How to Protect Yourself
Though these healthy habits have their most powerful effects the earlier you put them to work for you, starting them at any age can still bring you benefits that can help fend off osteoporosis. If you’ve already been diagnosed, these steps can help slow or even stop the progression of the disease.

  • Get enough calcium. Bones contain a lot of calcium, which makes this a crucial nutrient in your diet. You should consume at least 1,000–1,200 mg of calcium each day (a cup of fat-free milk provides about 300 mg), mostly through your diet. Leafy greens, dairy products and beans are all good sources. If you’re lactose intolerant or aren’t getting enough calcium in your diet, talk to your doctor about a supplement. It’s also important to get enough magnesium, vitamin K and B vitamins. 
  • And don’t forget vitamin D. Vitamin D helps your body absorb calcium. According to recommendations from the Institute of Medicine, people who are 70 or younger should get 600 IU each day; older people need 800 IU, while those who are vitamin D deficient should aim for 1,000 IU each day. Talk to your doctor about the amount that’s right for you—some people need between 1,000 and 2,000 IU each day to prevent bone loss. Vitamin D can be found in enriched or fortified juices, cereals and dairy products, as well as fatty fish, such as salmon or canned light tuna. Ten to 15 minutes of sun exposure also provides a healthy dose vitamin D, so consider this yet another reason to go outside for some fresh air each day. Your doctor may check your vitamin D level and, depending on the result, may suggest you take a supplement (there are also calcium/vitamin D combos available) if your diet or lifestyle are lacking.

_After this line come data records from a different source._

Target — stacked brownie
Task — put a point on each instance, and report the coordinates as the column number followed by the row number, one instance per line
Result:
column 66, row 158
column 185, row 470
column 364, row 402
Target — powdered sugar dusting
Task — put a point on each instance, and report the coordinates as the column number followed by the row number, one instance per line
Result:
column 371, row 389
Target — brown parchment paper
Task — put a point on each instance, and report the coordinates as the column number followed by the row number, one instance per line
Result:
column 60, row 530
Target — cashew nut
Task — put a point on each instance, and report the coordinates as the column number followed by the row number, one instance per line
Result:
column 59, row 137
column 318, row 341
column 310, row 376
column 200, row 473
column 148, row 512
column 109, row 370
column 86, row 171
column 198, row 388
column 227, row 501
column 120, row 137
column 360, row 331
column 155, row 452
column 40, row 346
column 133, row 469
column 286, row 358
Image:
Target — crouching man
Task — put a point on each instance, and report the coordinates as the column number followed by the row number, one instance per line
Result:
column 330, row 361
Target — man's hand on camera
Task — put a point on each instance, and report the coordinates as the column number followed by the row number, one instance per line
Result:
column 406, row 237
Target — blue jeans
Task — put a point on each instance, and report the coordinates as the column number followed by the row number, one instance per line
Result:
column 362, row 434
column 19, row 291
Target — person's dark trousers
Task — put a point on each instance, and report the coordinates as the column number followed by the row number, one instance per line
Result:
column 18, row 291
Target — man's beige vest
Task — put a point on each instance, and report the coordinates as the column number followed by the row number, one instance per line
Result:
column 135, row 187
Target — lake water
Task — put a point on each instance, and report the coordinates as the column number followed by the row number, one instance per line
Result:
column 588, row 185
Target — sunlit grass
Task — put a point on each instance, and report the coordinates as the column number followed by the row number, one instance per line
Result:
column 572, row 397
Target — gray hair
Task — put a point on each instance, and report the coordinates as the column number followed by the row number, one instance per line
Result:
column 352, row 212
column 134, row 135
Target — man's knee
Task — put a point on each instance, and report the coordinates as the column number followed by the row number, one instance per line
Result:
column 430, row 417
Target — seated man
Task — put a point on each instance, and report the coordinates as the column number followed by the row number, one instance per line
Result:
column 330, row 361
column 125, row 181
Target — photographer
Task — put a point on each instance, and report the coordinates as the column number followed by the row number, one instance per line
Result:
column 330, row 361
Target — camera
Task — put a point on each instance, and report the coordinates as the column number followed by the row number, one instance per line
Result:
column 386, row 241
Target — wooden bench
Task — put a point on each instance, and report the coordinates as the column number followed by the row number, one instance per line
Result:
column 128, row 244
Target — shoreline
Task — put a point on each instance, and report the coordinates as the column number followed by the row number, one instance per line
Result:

  • Do weight-bearing exercises. Studies have shown that resistance exercise increases bone density and reduces the risk of fractures. The physical stress from lifting weights activates bone cells called osteoblasts to build bone, according to researchers at the University of New Mexico. And activities that put impact on your legs and feet, such as walking, hiking and jogging, can have the same effect. They also help improve balance and agility, which can minimize falls. Aim to exercise aerobically for at least 30 minutes most days of the week and do strength training moves a few times a week.
  • Lower Your Sodium Intake. When you overload on salt, your body excretes more calcium in your urine. Try to keep sodium below 2,300 mg a day, the equivalent of about a teaspoon of salt, unless you are age 51 or older, have high blood pressure or are African American, in which case you should aim for a maximum of 1,500 mg.
  • Curb caffeine consumption. While the research is mixed on the caffeine and osteoporosis connection, it’s smart to limit your consumption. Stick to a maximum of 300 mg, or three cups of coffee, a day.
  • Don’t smoke. Cigarette smoke generates free radicals, toxic molecules that upset the balance of hormones in the body (like estrogen) that bones need to stay strong. Smoking also leads to increased levels of the hormone cortisol, which impedes production of the bone-building hormone calcitonin.
  • Limit alcohol. Alcohol interferes with calcium absorption. Experts suggest that women and men limit themselves to one and two drinks a day, respectively.